In a tetranucleotide block where the nucleotides can appear more than once and the order is random, there can be **256 possible combinations**. 256 is a large number of possible DNA letters.

## How many different combinations are possible for these chromosomes in the haploid cells formed by meiosis?

When these chromosome pairs are reshuffled through independent assortment, they can produce **eight possible combinations** in the resulting gametes: A B C. A B c.

## How many different combinations of maternal and paternal chromosomes are possible for the gametes?

Maternal and paternal chromosomes are randomly distributed on either side of the metaphase plate. So for each pair there’s a 50/50 chance as to which side the homologs will go on (8.17). We have 23 pairs each with 50/50 probabilities. That works out to **2 ^{23} possible combinations** of gametes from one human individual.

## How do you find the number of gametes from genotype?

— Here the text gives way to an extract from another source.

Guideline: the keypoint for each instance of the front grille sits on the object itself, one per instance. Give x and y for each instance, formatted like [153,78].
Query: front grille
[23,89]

To calculate the total number of gametes that are produced by a particular genotype, **a specific formula 2n is used**, where n= number of heterogeneous alleles that are found in the genotype. Here, the given genotype consists of two heterogeneous alleles Bb, and Cc while one homozygous allele is AA.

## What are gametes example?

In short a gamete is **an egg cell (female gamete) or a sperm (male gamete)**. … This is an example of anisogamy or heterogamy, the condition in which females and males produce gametes of different sizes (this is the case in humans; the human ovum has approximately 100,000 times the volume of a single human sperm cell).